Thanks for your honesty. I feel the same way about the type 7 leaden rule. I'm guilty as charged. I don't necessarily do it intentionally. However, I'm glad to be made aware of it so that I can self-correct when needed and to deal with whatever underlying issues that contribute to this behavior.


----------



## Jamie.Ether (Jul 1, 2011)

n2freedom said:


> Thanks for your honesty. I feel the same way about the type 7 leaden rule. I'm guilty as charged. I don't necessarily do it intentionally. However, I'm glad to be made aware of it so that I can self-correct when needed and to deal with whatever underlying issues that contribute to this behavior.


 :] Thanks for posting these. It can be hard to look at ourselves objectively and it can be hard to hear, even harder to accept, not so desirable behaviours that we are prone to. But I think it's best to be aware of them so we can work on them and be the best we can be.


----------



## n2freedom (Jun 2, 2011)

Jamie.Ether said:


> :] Thanks for posting these. It can be hard to look at ourselves objectively and it can be hard to hear, even harder to accept, not so desirable behaviours that we are prone to. But I think it's best to be aware of them so we can work on them and be the best we can be.


I agree with you.


----------



## Cleo (Jan 31, 2011)

Nymma said:


> What on earth are the authors thinking? Just because I fear I may have no personal signifiance, it doesn't mean I want others to feel like that! Excuse me, but my misery doesn't love company. Oh, I may FEEL like others have no personal value, and make me feel better by comparing our level of signifiance(or what I feel is our signifiance at my unealthy hours), but I'm not going to treat them as nobodies. Think and feel like they are, but not treat them as such. In fact, I don't relate to the leaden rule of any type.


I do not think we always go around hoping others will have less signifigance or that others will be just as miserable as me. But I can really relate to this, because at my worst, like when I have been dumped and start doubting my value, I hope that I didn't deserve it anymore than anyone else, therefore other people must be just as insignifigant. If I see someone else who doesn't look rejected like me, I become hateful, envious, jealous, and I want their relationship to be ruined, at least until I can be proven wrong about my value. I wont act on it, unless it is subconscious, but that feeling is still there.


----------



## Nymma (Apr 24, 2010)

Cleo said:


> I do not think we always go around hoping others will have less signifigance or that others will be just as miserable as me. But I can really relate to this, because at my worst, like when I have been dumped and start doubting my value, I hope that I didn't deserve it anymore than anyone else, therefore other people must be just as insignifigant. *If I see someone else who doesn't look rejected like me*, I become hateful, *envious, jealous, and I want their relationship to be ruined*, *at least until I* *can be proven wrong about my value*. I wont act on it, unless it is subconscious, but that feeling is still there.

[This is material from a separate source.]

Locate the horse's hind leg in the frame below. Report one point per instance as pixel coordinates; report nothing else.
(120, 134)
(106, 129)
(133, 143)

True, the leaden rule probably just applies at our unealthy times, and depending on the person, can be only felt, not acted upon. You're right. 

I really relate to the bold--If I feel insignifiant, I want others to be even more insignifiant and all those negative feelings you mentioned build up inside me. Although, in my case, it's not really with relationships--it's more with personal acheivements--in terms of identity and self expression. If I see someone who is a more talented, distinguished writer, someone who seems more fulfilled within his personality, someone more inherently different than myself, someone more refreshingly genuine, someone more absurdly creative and original, someone who can come up with more insights than I can...boy, a volcano of jealousy erupts in me really fast. Then I get haunted by despair, rage, a desire to see the objects of my jealousy fail, or at least, surpassed by me. I dream up some "revenge of signifiance", with me coming back as the more signifiant one... 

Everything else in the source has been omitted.